Почему я не спешил, Танечка? Наверно, не хотел ничего промежуточного, ничего в духе «мальчик с девочкой дружил». Я хотел, чтобы сразу по-взрослому. Но для этого надо вырасти, вот я и терпел. Только мои друзья, Васька Ханов и Славка Кочергин, знали про тебя. Подначивали, чтобы я что-то сделал, рассекретился, но я на их подначки не покупался.
Я, Танечка, в отца пошел, не всем, но многим. Он никогда ни под кого не подстраивался. Инженером работал, начальником участка, принципиальный был, честный, о работягах заботился, а с начальством собачился, надоело, ушел в сборщики. Работа своеобразная: каждый в отдельной кабинке сидит, слушает радио и собирает какие-то приборы. Что-то секретное для оборонки. Работа ручная, платят хорошо. А с мамой у него что-то поломалось. Я не вникал, не лез, не спрашивал.
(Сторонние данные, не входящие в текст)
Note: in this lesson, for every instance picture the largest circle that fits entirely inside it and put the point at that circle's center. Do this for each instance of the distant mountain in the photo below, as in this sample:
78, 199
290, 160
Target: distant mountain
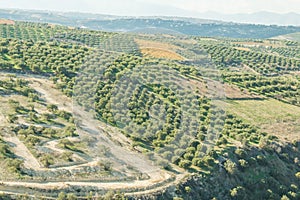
171, 25
256, 18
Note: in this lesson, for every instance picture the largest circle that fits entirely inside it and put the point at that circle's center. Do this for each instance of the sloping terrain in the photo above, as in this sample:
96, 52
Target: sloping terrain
147, 116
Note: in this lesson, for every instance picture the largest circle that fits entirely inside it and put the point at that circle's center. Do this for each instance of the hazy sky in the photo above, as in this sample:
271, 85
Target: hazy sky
157, 7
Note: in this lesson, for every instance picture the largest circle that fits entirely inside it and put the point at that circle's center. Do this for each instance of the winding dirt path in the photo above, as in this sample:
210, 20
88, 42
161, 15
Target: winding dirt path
120, 152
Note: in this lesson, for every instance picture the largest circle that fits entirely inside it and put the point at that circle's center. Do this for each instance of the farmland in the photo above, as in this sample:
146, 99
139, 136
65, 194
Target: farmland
86, 113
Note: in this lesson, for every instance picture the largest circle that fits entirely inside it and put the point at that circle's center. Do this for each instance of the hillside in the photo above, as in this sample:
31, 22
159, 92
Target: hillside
92, 114
167, 25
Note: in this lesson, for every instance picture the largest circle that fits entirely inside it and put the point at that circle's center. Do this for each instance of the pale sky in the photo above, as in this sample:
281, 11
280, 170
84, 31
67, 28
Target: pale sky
157, 7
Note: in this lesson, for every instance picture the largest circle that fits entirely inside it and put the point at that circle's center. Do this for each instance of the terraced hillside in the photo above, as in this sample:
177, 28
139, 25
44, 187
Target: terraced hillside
108, 115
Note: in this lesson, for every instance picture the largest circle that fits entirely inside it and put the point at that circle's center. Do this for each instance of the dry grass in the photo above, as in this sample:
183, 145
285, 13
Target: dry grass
272, 116
161, 53
155, 44
158, 49
7, 21
242, 48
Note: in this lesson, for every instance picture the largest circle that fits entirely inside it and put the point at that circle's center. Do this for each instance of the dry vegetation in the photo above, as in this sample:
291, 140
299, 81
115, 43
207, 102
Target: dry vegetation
7, 21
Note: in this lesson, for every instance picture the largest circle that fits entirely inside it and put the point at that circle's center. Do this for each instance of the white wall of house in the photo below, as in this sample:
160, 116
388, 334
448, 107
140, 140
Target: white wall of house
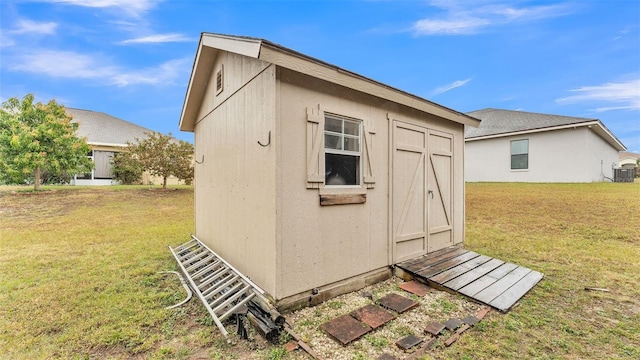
567, 155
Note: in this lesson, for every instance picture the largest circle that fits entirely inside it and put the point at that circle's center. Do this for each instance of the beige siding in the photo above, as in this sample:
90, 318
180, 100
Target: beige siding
566, 155
235, 184
320, 245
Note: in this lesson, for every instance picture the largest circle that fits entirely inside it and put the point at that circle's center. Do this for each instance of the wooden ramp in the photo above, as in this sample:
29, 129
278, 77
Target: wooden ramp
490, 281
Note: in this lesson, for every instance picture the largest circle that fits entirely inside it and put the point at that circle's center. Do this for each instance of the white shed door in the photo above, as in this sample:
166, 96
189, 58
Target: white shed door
422, 199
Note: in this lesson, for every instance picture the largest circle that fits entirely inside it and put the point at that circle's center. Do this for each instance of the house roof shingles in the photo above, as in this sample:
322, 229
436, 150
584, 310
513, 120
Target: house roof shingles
104, 129
498, 123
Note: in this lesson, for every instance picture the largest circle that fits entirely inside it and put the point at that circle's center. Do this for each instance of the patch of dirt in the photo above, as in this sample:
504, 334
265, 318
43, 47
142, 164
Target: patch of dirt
436, 306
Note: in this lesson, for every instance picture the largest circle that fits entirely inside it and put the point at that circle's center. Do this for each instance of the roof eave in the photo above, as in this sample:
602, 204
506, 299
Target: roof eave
208, 48
299, 62
280, 56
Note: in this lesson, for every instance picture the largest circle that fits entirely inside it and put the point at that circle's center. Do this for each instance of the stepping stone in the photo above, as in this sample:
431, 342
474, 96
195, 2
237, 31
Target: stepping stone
435, 328
386, 356
483, 312
372, 315
408, 342
415, 287
452, 324
471, 320
397, 303
345, 329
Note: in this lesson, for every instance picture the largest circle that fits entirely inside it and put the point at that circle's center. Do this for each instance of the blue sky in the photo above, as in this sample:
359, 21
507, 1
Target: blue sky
132, 58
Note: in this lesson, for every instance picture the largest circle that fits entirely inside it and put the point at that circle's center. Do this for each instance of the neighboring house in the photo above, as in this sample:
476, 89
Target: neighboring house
313, 180
628, 160
107, 135
518, 146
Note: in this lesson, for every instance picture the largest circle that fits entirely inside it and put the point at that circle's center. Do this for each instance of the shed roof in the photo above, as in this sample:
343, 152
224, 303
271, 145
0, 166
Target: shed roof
628, 155
103, 129
499, 123
281, 56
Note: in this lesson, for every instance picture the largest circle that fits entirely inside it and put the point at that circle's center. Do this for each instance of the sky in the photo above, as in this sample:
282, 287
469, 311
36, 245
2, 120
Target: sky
133, 58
Отец в свою комнату замок врезал, после работы приходит – и туда. Сидит, вино пьет, телевизор смотрит, специально для себя купленный, черно-белый. Ровно в десять отбой, а каждое утро в полседьмого выходит в костюме, побритый, одеколоном пахнет – и на работу. Ни разу не опоздал и больничный сроду не брал.
Мама ему один раз: «Ты несчастный человек, не живешь, а существуешь! На тебя страшно смотреть!»
А он ей:
«Ну и не смотри».
А потом серьезно:
«Кто несчастный, я бы поспорил. Ты вот мне говоришь, что смотреть на меня страшно, а мне все равно, как на меня смотрят. А вам, – говорит, – не только не все равно, вы от этого всю жизнь мучаетесь».